Q-Learning Aided Intelligent Routing with Maximum Utility in Cognitive UAV Swarm for Emergency Communications
preprintposted on 07.04.2022, 03:39 authored by Long ZhangLong Zhang, Xiaozheng Ma, Zirui Zhuang, Haitao XuHaitao Xu, Vishal SharmaVishal Sharma, Zhu Han
In this paper, we attempt to deal with the routing problem in a cognitive unmanned aerial vehicle (UAV) swarm (CU-SWARM), which applies the cognitive radio into a swarm of UAVs within a three-hierarchical aerial-ground integrated network architecture for emergency communications.

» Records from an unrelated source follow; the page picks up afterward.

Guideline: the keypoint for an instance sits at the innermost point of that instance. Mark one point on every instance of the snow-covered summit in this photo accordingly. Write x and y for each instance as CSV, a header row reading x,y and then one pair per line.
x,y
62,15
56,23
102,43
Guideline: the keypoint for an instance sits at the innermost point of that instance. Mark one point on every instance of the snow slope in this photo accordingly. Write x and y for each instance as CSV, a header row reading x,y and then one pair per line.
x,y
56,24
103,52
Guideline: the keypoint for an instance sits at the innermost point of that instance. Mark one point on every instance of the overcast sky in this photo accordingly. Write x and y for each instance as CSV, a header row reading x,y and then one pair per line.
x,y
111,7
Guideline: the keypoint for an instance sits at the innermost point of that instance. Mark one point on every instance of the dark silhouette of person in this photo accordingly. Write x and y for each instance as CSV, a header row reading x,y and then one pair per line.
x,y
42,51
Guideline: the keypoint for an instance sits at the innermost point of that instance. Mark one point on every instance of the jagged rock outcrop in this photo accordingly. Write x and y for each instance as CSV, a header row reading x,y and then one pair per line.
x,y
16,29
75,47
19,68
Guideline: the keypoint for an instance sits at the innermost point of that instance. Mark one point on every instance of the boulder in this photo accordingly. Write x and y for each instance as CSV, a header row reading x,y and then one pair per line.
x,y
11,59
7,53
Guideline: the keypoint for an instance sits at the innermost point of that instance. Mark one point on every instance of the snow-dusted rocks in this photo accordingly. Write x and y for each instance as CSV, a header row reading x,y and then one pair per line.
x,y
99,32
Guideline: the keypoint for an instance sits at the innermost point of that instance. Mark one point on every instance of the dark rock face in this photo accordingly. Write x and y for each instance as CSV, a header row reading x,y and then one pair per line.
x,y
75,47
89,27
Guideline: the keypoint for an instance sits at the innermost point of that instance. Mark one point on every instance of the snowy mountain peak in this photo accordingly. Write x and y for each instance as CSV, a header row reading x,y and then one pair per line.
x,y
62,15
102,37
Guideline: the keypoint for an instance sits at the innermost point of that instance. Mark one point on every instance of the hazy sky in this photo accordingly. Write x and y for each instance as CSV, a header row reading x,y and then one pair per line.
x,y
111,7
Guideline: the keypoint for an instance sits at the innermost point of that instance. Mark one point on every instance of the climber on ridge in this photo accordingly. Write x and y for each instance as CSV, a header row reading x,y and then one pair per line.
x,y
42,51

In particular, the flexibly converged architecture utilizes a UAV swarm and a high-altitude platform to support aerial sensing and access, respectively, over the disaster-affected areas. We develop a Q-learning framework to achieve the intelligent routing with maximum utility for CU-SWARM. To characterize the reward function, we take into account both the routing metric design and the candidate UAV selection optimization. The routing metric is determined by maximizing the utility, which jointly captures the achievable rate of UAV pair and the residual energy of UAV. Besides, under the location, arc, and direction constraints, the circular sector is modeled by properly choosing the central angle and the acceptable signal-to-noise ratio for the UAV. With this setup, we further propose a low-complexity iterative algorithm using the dynamic learning rate to update Q-values during the training process for achieving a fast convergence speed. Extensive simulation results are provided to assess the potential of the Q-learning framework of intelligent routing as well as to verify our overall iterative algorithm via the dynamic learning rate for training procedure. Our findings reveal that the proposed algorithm can significantly increase the accumulated rewards significantly with practical complexity compared to other benchmark schemes with fixed and decaying learning rates.